There were other local factors as well: influential endorsements for Mr. Turner by Democratic leaders like former Mayor Ed Koch and the Assemblyman Dov Hikind, and local rabbis; the close timing of the election with the Sept. 11 anniversary; the fact that the district had been vacated by a Democrat, Anthony Weiner, in a scandal; and perhaps gay marriage in a district that is economically liberal but fairly religious, with pockets of social conservatism.
Still, even if those issues played a role, even if they swung the result, the Democrat David Weprin would likely have performed better had the national environment been stronger for his party.
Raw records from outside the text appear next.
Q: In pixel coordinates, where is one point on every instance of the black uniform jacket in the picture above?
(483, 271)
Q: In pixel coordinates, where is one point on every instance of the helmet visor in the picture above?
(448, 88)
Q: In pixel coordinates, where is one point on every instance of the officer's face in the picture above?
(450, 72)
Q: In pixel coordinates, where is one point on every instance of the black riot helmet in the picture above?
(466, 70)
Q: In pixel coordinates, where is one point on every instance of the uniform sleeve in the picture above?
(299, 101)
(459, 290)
Silver crunches the numbers and then analyzes the NY election in light of the “partisan voting index” (“a measure of how the district voted relative to others in the past two presidential elections.”). Silver concludes that the Republican victor, Bob Turner, pulled off a net swing of +18 percent from the p.v.i.
Silver runs the Nevada results through the p.v.i. analysis:
The Nevada Second, for instance, has a P.V.I. of Republican plus-5, meaning that the Republican candidate would be expected to perform 5 points better there than a Republican might nationally. Since a vote for the Republican is (usually) a vote against the Democrat, you need to double that number to project the margin of victory. In this case, that would imply a Republican win by 10 points given average candidates and a neutral overall political environment.
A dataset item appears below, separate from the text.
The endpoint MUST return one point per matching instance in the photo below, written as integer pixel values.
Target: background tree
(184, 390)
The Republican Mark Amodei, however, leads by 22 points as of this writing, an easy victory, meaning that he overperformed the P.V.I. by 12 points.
Ouch. No matter how you spin it, there’s no avoiding the conclusion that Republicans did substantially better than expected in Tuesday’s elections.
Silver acknowledges the big Democratic win in NY-26 in May, a +17 swing from the p.v.i., noting that Obama’s approvals were much higher then, along with the less impressive Democratic July win in CA-36, where Dems underperformed in p.v.i. terms. He averages the four special congressional elections of 2011 and finds a score of R+7 and concludes that “Democrats may still be locked in a 2010-type political environment.”
Worse, Silver adds that special elections have a “statistically significant correlation to the outcome of the next general election,” although “…the relationship is weak and frequently runs in the wrong direction, as it did in 2010.” He points out that special elections are weak measures of anti-incumbent sentiment, since there are no incumbents on the ballot. He also notes that polls indicate Dems are “roughly tied” with the GOP in therms of the generic ballot polls for House races.
Silver concludes “Nevertheless, these are waves that portend trouble…At the very minimum, they imply a reduction in the odds that after three consecutive “wave” elections, 2012 will show a tidal shift back toward Democrats.”
A more optimistic analysis for Dems would point out that Dems are 2 and 2 in 2011 special elections. There are 13+ months left and, if the economy begins to turn around faster than expected, all bets are off. Nonetheless, as Silver makes clear, the possibility of a broad rout of Democratic candidates is a very real concern, and President Obama will have to campaign harder and smarter to prevent it.